Top 10 Most Popular Websites in Japan by Madoka

Online Culture Differences
Americans are used to thinking about popularity in terms of English language brand giants like Google and eBay, but abroad many of those big names are sideshows.
To illuminate that, a few weeks ago we ranked the Top Ten Most Popular Websites in China. This week we turn our attention to Japan and what sites Alexa lists as the online hotspots there.
Similarl to China, search engines and infotainment web portal sites are the biggest players, while only one online shopping site broke the Top 10. However, Japanese social network leader Mixi should be at the top if Japanese users behaved as Chinese users, but instead Mixi lags at #8.

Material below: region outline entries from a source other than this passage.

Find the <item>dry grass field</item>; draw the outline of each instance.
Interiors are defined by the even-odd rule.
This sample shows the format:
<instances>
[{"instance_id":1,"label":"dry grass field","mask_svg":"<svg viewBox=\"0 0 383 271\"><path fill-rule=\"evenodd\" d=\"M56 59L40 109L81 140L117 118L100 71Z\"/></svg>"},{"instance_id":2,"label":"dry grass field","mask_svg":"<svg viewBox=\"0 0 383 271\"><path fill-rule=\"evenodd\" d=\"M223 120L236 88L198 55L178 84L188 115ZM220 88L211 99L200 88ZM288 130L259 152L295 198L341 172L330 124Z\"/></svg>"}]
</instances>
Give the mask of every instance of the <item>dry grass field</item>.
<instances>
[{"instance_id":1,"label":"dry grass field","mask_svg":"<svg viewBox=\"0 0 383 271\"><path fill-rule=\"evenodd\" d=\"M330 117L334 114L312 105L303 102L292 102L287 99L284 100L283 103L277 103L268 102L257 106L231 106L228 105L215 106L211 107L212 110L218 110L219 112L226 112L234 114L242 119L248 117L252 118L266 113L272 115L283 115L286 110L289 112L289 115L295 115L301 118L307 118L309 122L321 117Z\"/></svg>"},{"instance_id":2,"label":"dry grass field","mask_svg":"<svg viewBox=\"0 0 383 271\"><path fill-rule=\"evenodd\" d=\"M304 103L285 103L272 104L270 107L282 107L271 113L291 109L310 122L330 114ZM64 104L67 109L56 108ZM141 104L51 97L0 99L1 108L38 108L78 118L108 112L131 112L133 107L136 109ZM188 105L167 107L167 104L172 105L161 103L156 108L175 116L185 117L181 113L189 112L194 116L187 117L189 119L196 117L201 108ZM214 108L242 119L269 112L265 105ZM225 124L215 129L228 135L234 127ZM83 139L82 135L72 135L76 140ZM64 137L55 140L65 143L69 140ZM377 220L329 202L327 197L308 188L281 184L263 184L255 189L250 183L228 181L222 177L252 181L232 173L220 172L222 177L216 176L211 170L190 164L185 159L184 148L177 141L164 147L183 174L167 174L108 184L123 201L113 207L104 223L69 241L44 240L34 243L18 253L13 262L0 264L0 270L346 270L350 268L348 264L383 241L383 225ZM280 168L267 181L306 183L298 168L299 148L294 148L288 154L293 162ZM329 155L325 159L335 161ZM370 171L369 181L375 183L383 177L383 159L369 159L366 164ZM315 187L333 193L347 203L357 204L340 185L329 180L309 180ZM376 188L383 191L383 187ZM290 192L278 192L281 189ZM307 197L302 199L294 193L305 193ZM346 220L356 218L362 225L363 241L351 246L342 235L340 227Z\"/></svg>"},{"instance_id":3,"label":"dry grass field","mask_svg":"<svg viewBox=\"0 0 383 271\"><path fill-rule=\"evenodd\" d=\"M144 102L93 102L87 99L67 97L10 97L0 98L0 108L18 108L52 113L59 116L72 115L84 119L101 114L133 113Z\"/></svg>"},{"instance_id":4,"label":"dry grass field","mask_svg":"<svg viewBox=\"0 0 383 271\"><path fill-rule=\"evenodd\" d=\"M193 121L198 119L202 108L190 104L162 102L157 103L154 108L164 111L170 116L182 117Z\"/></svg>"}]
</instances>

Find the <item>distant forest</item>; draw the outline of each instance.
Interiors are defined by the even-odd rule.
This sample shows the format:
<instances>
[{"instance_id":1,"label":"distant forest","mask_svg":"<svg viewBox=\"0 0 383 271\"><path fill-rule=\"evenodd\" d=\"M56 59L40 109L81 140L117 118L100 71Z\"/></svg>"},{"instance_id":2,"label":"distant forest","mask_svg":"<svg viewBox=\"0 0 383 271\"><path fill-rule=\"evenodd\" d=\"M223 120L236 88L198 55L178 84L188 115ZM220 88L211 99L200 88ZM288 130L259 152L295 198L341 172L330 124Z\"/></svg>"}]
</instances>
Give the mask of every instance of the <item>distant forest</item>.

This further highlights the ways Chinese and Japanese culture, entrepreneurship, and online business are different – a caution sign to anyone lumping them together in their branding or marketing plans.
Japan’s Top 10 Traffic Ranking
1. Yahoo.co.jp
Yahoo is much stronger in Japan then Google – the global percentage of Internet users who visit yahoo.co.jp is about 5 % daily.
2. Google.co.jp
Google’s multilingual search engine has not risen substantially in popularity over the years, despite several attempts to raise its profile in Japan. Yahoo’s quicker market entry and focus on partnership building helped Yahoo! Japan establish a decisive foundation.
3. fc2.com
A free and easy to use website creation and blog hosting company. Hovering somewhere between Big Daddy and Blogger FC2 has stealthy crept upward in the rankings beating out companies that have much better brand recognition to break the top 3.
4. Youtube.com
YouTube is an area Google has had success in, managing to dislodge the native video website NicoNico Douga, which suffered due to copyright issues that YouTube was faster to contain and solve. The percent of global Internet users who visit youtube.com daily is about 23% and 8% of those are Japanese Youtube site visits.
5. Rakuten.co.jp
Rakuten is like Amazon and eBay rolled into one – the juggernaut is Japan’s focal point for ecommerce and has made its founder Hiroshi Mikitani one of the top ten Internet billionaires.
6. Ameblo.jp
A Japanese free blog site that has been quick to innovate as new trends have cropped up. In December 2o09 it launched Ameba Now, a micro-blogging platform to compete with Twitter Japan, and just launched in March 2010 its Flash-based avatar app for Facebook called Ameba Pico.
7. Livedoor.com
It is said over three million Japanese use livedoor blog site.Percent of global Internet users who visit livedoor.com is close to 1.2% daily.
8. Mixi.jp
Japan’s native and most popular social networking site has easily maintained its lead over Facebook (ranked #31), despite Facebook’s technical prowess. Facebook is a prime example of a company that waited too long to jump into the Japanese market and has struggled nightly against Mixi’s position. However, Facebook’s influence is finally being seen at Mixi, which made the rare move of altering its business model by opening up their community to outside app developers, albeit in a limited way.
9. Google.com
When you search Google.com in Japanese using only Chinese-derived characters, you hardly find any Japanese sites in the results. Given that expats only make up a fraction of Japan’s population, this means Japanese are conducting searches in English at a high rate, something also reflected in China. The percent of global Internet users who visit google.com is about 30-42% daily.
10. Wikipedia.org
The Japanese are some of the most loyal users and avid editors of Wikipedia with over 40% accessing the site every week.